The high speed internet Orcon wishes to use is called VDSL2+ which is able to go 100 megabits per second; this is an upgrade of Telecom’s current technology, ADSL 2+. The new technology will be able to be installed when the government has opened up Telecoms lines to other ISPs. Scott Bartlett, regulatory manager of Orcon, said: “If we left this to the big telcos we wouldn’t get VDSL2+ for 5-10 years. We don’t have an existing legacy framework that limits us, so we can leap-frog them in terms of technology.”
The television channels/programmes will be delivered in high definition via IPTV, or Internet protocol television, to a set-top box, similar to those of Sky Network Television, connected to broadband.
Orcon has invested NZ$30 million into the new television service, they will be teaming up with Siemens to deliver the new television system.
Mr Bartlett said: “We are pitching to a market segment who were not necessarily totally nuts about watching the rugby live but still wanted high-definition quality television delivered by broadband.”

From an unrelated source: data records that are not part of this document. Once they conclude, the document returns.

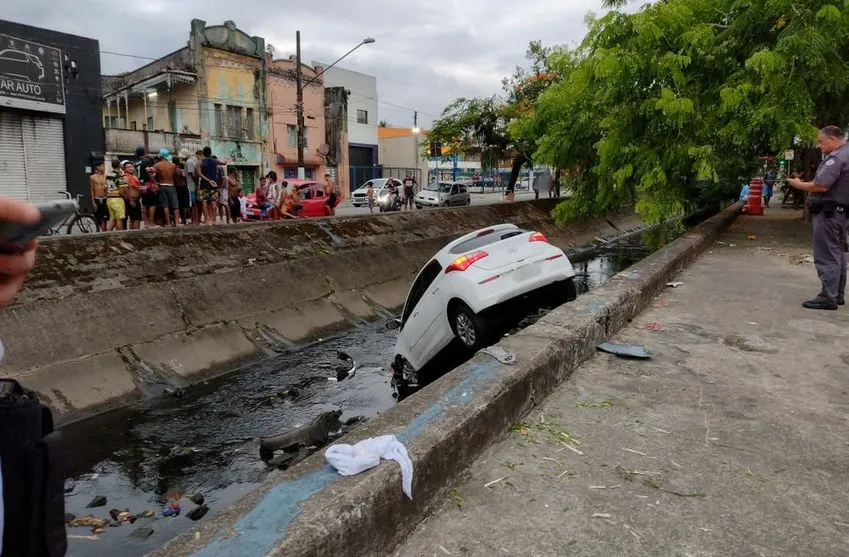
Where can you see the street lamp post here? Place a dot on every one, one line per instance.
(300, 94)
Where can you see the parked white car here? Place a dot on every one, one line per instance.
(444, 194)
(470, 286)
(358, 197)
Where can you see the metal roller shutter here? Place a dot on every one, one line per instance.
(13, 176)
(44, 147)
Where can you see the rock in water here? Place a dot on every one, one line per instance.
(198, 512)
(142, 533)
(313, 434)
(98, 501)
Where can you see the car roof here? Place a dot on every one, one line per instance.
(449, 252)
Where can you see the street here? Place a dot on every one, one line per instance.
(345, 209)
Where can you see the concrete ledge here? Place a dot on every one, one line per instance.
(312, 511)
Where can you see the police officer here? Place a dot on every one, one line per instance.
(829, 206)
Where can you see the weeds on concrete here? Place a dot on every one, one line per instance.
(657, 483)
(458, 499)
(606, 403)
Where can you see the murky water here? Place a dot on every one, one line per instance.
(206, 441)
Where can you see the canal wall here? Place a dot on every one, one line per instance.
(105, 319)
(312, 511)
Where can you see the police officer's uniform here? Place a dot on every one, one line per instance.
(830, 221)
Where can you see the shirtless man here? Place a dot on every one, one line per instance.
(165, 171)
(97, 190)
(134, 210)
(332, 194)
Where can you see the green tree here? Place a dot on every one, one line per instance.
(670, 106)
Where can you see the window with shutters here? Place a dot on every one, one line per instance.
(219, 120)
(249, 125)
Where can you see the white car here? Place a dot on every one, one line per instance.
(444, 194)
(358, 197)
(470, 285)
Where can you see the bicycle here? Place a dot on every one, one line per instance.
(81, 221)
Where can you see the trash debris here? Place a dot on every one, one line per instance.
(493, 482)
(87, 522)
(346, 370)
(197, 513)
(500, 354)
(350, 460)
(171, 510)
(625, 350)
(315, 433)
(98, 501)
(142, 533)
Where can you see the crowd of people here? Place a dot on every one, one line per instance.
(164, 190)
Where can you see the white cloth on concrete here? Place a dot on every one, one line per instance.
(500, 354)
(350, 460)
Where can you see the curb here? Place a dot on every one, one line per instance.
(312, 511)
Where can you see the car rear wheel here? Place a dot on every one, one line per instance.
(468, 327)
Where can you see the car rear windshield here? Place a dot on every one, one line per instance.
(481, 241)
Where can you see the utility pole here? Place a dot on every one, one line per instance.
(300, 92)
(300, 108)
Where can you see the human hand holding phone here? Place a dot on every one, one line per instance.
(15, 264)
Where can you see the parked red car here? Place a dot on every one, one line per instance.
(313, 199)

Orcon already has 52 channels secured, they channels will include the genres of comedy, science-fiction, news, music, weather and speaciality language channels. The movies will cost $1.00 each. And for $25 customers will be able to buy 25 channels or for $30 there will be 52 channels. For Sky television it costs $15 a week for an entry level package. “We don’t believe we have a monopoly and every channel known to man, we just think we have the ones that are important to New Zealanders,” the chief executive of Sky, John Fellet, said.

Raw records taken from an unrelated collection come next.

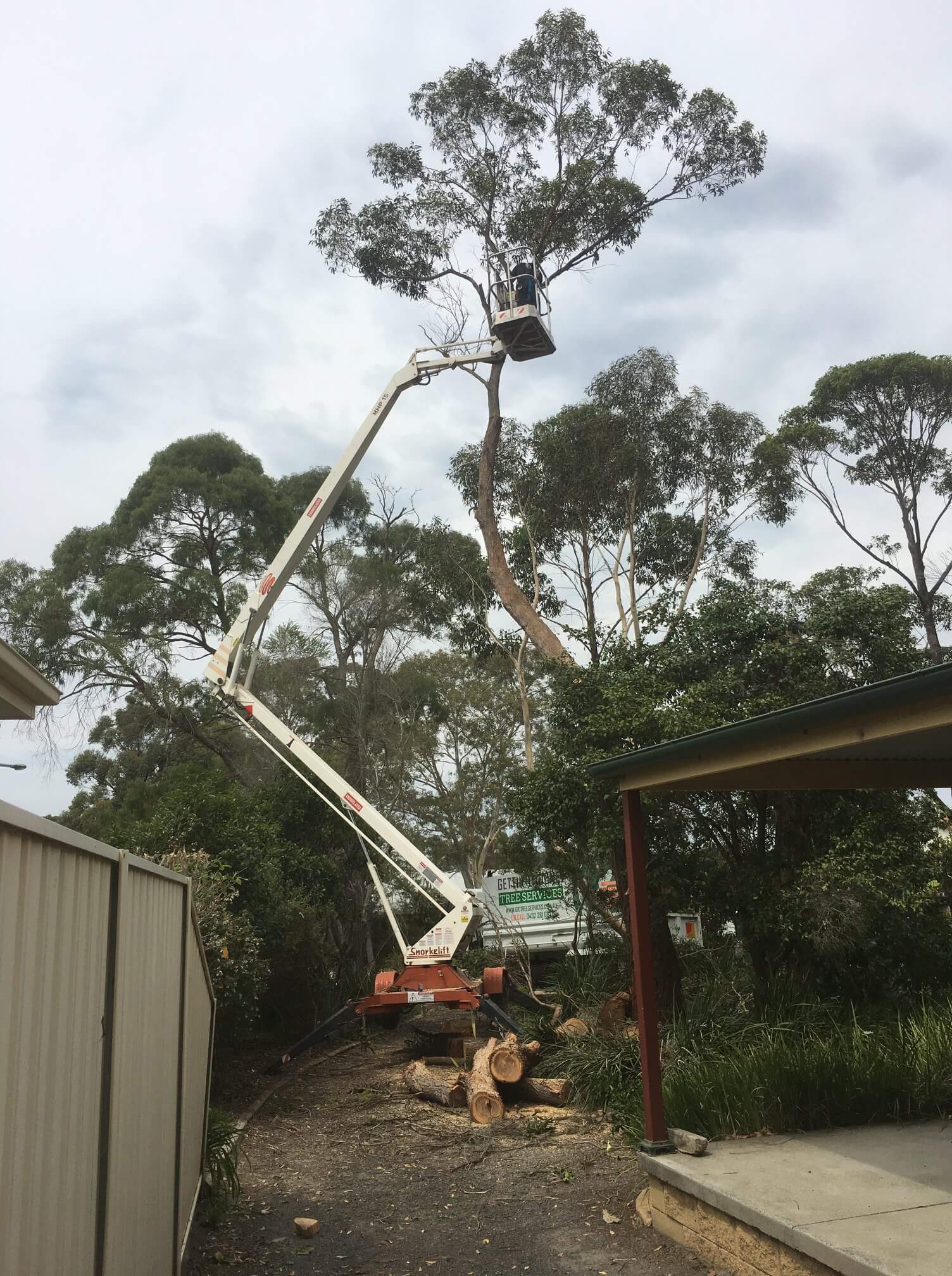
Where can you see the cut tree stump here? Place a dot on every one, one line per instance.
(443, 1086)
(471, 1048)
(539, 1090)
(510, 1062)
(485, 1104)
(615, 1011)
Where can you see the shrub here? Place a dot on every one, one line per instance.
(776, 1076)
(232, 949)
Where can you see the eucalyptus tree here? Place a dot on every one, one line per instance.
(877, 424)
(537, 148)
(640, 489)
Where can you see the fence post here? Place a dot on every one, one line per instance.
(644, 969)
(114, 965)
(180, 1082)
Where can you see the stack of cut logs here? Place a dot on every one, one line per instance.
(496, 1076)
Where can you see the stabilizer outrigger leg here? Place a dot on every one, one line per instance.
(339, 1020)
(437, 985)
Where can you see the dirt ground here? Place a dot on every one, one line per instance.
(401, 1185)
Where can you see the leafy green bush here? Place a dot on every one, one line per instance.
(776, 1076)
(232, 949)
(586, 983)
(221, 1165)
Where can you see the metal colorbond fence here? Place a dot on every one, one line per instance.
(106, 1025)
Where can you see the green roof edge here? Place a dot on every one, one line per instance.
(905, 688)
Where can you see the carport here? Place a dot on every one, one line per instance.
(896, 734)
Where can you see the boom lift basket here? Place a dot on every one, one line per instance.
(520, 304)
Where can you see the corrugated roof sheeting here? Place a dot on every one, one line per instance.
(141, 1203)
(54, 937)
(94, 1008)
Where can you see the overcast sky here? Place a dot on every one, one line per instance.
(163, 166)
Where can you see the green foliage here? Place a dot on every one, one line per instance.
(729, 1070)
(789, 869)
(537, 149)
(463, 727)
(875, 424)
(784, 1077)
(582, 983)
(221, 1165)
(637, 492)
(536, 1125)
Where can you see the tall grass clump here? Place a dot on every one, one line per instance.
(221, 1174)
(792, 1076)
(751, 1076)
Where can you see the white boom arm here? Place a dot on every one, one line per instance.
(225, 670)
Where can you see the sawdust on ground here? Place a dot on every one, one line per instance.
(403, 1185)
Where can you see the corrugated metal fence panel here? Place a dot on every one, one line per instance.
(141, 1235)
(54, 938)
(198, 1026)
(96, 1012)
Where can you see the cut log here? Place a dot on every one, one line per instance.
(539, 1090)
(511, 1061)
(471, 1048)
(485, 1104)
(615, 1011)
(442, 1085)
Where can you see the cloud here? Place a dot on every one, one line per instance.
(798, 191)
(166, 168)
(903, 151)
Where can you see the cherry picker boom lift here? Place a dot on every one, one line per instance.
(520, 330)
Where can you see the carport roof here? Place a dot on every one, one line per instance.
(22, 688)
(896, 734)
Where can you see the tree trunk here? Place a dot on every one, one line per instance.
(443, 1086)
(510, 594)
(932, 634)
(485, 1104)
(923, 595)
(510, 1061)
(539, 1090)
(589, 599)
(668, 968)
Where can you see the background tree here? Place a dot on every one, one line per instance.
(876, 424)
(536, 149)
(640, 489)
(463, 746)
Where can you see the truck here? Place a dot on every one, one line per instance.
(544, 913)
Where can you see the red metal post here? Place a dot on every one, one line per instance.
(644, 966)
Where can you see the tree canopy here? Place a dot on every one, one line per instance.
(539, 151)
(877, 425)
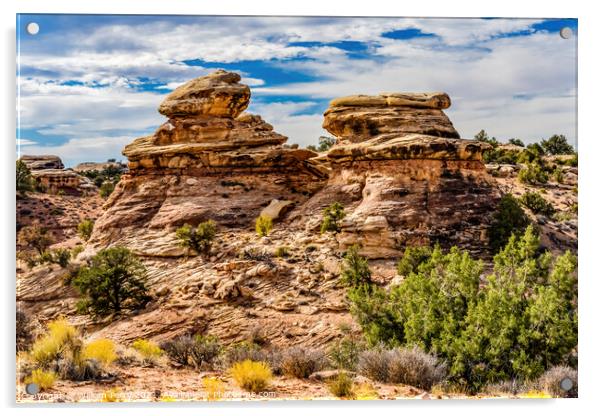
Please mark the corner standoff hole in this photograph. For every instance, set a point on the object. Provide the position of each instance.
(32, 28)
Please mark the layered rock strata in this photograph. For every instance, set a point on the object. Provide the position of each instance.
(210, 160)
(404, 176)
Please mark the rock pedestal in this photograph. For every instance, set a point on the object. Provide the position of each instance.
(404, 176)
(210, 160)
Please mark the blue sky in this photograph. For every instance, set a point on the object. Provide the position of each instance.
(89, 84)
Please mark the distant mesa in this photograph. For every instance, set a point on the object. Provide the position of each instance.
(51, 176)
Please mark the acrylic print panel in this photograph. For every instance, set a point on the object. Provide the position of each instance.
(288, 208)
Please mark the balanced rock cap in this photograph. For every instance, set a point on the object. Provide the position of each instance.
(435, 100)
(218, 94)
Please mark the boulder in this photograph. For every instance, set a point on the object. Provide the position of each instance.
(218, 94)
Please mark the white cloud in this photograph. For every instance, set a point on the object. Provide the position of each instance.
(481, 71)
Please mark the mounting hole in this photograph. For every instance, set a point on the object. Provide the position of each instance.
(32, 28)
(566, 33)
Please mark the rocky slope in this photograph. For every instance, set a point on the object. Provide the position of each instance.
(208, 161)
(403, 175)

Mr Fellet said they “would like to partner with Orcon and deliver our channels over Orcon’s service, but if that did not happen, we are looking forward to competition heating up. Compete with us, that is fine. If you want to take our core product and add options yourself, that is an option as well. We have rights to rugby and movies, so whenever companies start seriously looking at it, they will look upon us as more of a supplier than a competitor.
Sky has confirmed that they have contracts to deliver IPTV via Telecom services, as Sky is planning to release an IPTV service early 2007. “For the foreseeable future, until the infrastructure improves, the satellite is the best way to deliver live rugby but if you wanted to see a game that has been played, the internet is the best way to do that, by streaming,” Mr Fellet said.